How can I configure custom user agents in Playwright?
Configuring custom user agents in Playwright is essential for web scraping projects where you need to simulate different browsers, devices, or avoid detection. Playwright provides multiple ways to set user agents at different levels - from browser context to individual pages. This guide covers all the methods and best practices for user agent configuration.
What is a User Agent?
A user agent is a string that identifies the browser, operating system, and device making the request to a web server. Websites often use user agents to serve different content based on the client's capabilities or to block automated requests. When web scraping, customizing user agents helps you:
- Simulate real browser behavior
- Access mobile or desktop-specific content
- Bypass basic bot detection
- Test how websites respond to different browsers
Setting User Agent at Browser Context Level
The most common approach is to set the user agent when creating a browser context. This applies the user agent to all pages within that context:
JavaScript/Node.js Example
const { chromium } = require('playwright');
async function scrapeWithCustomUserAgent() {
const browser = await chromium.launch();
// Set custom user agent for the entire context
const context = await browser.newContext({
userAgent: 'Mozilla/5.0 (Windows NT 10.0; Win64; x64) AppleWebKit/537.36 (KHTML, like Gecko) Chrome/91.0.4472.124 Safari/537.36'
});
const page = await context.newPage();
await page.goto('https://httpbin.org/user-agent');
// The page will use the custom user agent
const userAgent = await page.textContent('body');
console.log('User Agent:', userAgent);
await browser.close();
}
scrapeWithCustomUserAgent();
Python Example
from playwright.sync_api import sync_playwright
def scrape_with_custom_user_agent():
with sync_playwright() as p:
browser = p.chromium.launch()
# Set custom user agent at context level
context = browser.new_context(
user_agent="Mozilla/5.0 (Macintosh; Intel Mac OS X 10_15_7) AppleWebKit/537.36 (KHTML, like Gecko) Chrome/91.0.4472.124 Safari/537.36"
)
page = context.new_page()
page.goto("https://httpbin.org/user-agent")
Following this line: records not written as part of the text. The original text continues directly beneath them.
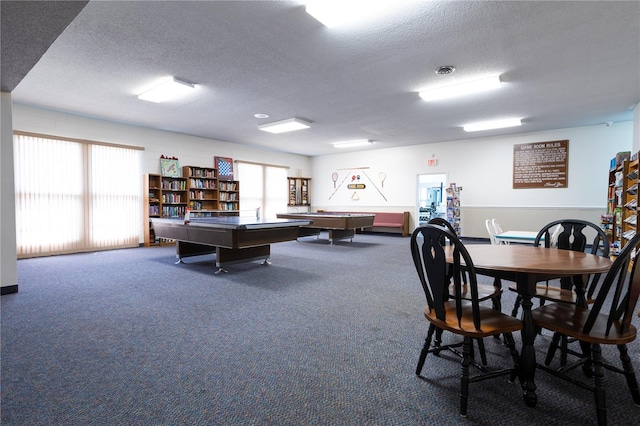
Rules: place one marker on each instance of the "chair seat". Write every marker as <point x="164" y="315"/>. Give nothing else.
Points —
<point x="570" y="320"/>
<point x="554" y="294"/>
<point x="485" y="292"/>
<point x="493" y="322"/>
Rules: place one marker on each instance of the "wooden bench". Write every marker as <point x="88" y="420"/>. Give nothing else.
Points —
<point x="397" y="223"/>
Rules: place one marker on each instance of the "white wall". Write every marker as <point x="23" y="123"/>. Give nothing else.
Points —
<point x="8" y="252"/>
<point x="483" y="167"/>
<point x="190" y="150"/>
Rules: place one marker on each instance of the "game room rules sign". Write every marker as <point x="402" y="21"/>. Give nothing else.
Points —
<point x="540" y="165"/>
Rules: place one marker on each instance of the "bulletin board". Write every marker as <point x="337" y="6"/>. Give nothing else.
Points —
<point x="541" y="165"/>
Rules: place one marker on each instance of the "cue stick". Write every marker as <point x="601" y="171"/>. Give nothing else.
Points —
<point x="336" y="190"/>
<point x="374" y="185"/>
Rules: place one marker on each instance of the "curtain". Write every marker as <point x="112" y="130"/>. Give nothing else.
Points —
<point x="262" y="186"/>
<point x="74" y="196"/>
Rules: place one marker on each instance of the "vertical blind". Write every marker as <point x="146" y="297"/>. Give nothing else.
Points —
<point x="263" y="186"/>
<point x="74" y="196"/>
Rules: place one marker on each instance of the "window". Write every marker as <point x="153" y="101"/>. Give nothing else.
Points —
<point x="74" y="196"/>
<point x="263" y="186"/>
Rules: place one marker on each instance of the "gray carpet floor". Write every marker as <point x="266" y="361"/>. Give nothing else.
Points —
<point x="325" y="335"/>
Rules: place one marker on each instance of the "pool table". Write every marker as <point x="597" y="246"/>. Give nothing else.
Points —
<point x="232" y="238"/>
<point x="340" y="225"/>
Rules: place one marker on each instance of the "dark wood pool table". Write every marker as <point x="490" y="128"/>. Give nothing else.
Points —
<point x="233" y="239"/>
<point x="340" y="225"/>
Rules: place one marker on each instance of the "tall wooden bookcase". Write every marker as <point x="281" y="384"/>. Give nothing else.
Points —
<point x="299" y="192"/>
<point x="163" y="197"/>
<point x="198" y="189"/>
<point x="453" y="206"/>
<point x="202" y="184"/>
<point x="621" y="221"/>
<point x="229" y="191"/>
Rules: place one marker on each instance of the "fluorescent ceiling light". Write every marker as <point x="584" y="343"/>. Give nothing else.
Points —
<point x="495" y="124"/>
<point x="165" y="89"/>
<point x="333" y="13"/>
<point x="466" y="88"/>
<point x="349" y="144"/>
<point x="282" y="126"/>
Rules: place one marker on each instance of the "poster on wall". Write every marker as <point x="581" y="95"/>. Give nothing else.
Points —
<point x="541" y="165"/>
<point x="169" y="167"/>
<point x="225" y="167"/>
<point x="358" y="183"/>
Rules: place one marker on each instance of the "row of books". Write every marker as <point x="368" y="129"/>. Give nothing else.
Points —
<point x="208" y="173"/>
<point x="229" y="206"/>
<point x="171" y="198"/>
<point x="173" y="211"/>
<point x="174" y="185"/>
<point x="228" y="186"/>
<point x="224" y="196"/>
<point x="201" y="195"/>
<point x="202" y="183"/>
# Extract and print the user agent
user_agent_text = page.text_content("body")
print(f"User Agent: {user_agent_text}")
browser.close()
scrape_with_custom_user_agent()
Setting User Agent at Page Level
You can also set user agents for individual pages using the setExtraHTTPHeaders
method:
JavaScript Example
const { chromium } = require('playwright');
async function setPageUserAgent() {
const browser = await chromium.launch();
const context = await browser.newContext();
const page = await context.newPage();
// Set user agent for this specific page
await page.setExtraHTTPHeaders({
'User-Agent': 'Mozilla/5.0 (iPhone; CPU iPhone OS 14_6 like Mac OS X) AppleWebKit/605.1.15 (KHTML, like Gecko) Version/14.0.3 Mobile/15E148 Safari/604.1'
});
await page.goto('https://httpbin.org/headers');
const headers = await page.textContent('pre');
console.log('Headers:', headers);
await browser.close();
}
setPageUserAgent();
Python Example
from playwright.sync_api import sync_playwright
def set_page_user_agent():
with sync_playwright() as p:
browser = p.chromium.launch()
context = browser.new_context()
page = context.new_page()
# Set user agent for this specific page
page.set_extra_http_headers({
"User-Agent": "Mozilla/5.0 (iPad; CPU OS 14_6 like Mac OS X) AppleWebKit/605.1.15 (KHTML, like Gecko) Version/14.0.3 Mobile/15E148 Safari/604.1"
})
page.goto("https://httpbin.org/headers")
headers = page.text_content("pre")
print(f"Headers: {headers}")
browser.close()
set_page_user_agent()
Using Predefined Device User Agents
Playwright provides predefined device configurations that include appropriate user agents. This is particularly useful for mobile emulation:
JavaScript Example
const { chromium, devices } = require('playwright');
async function useDeviceUserAgent() {
const browser = await chromium.launch();
// Use iPhone 12 configuration (includes user agent)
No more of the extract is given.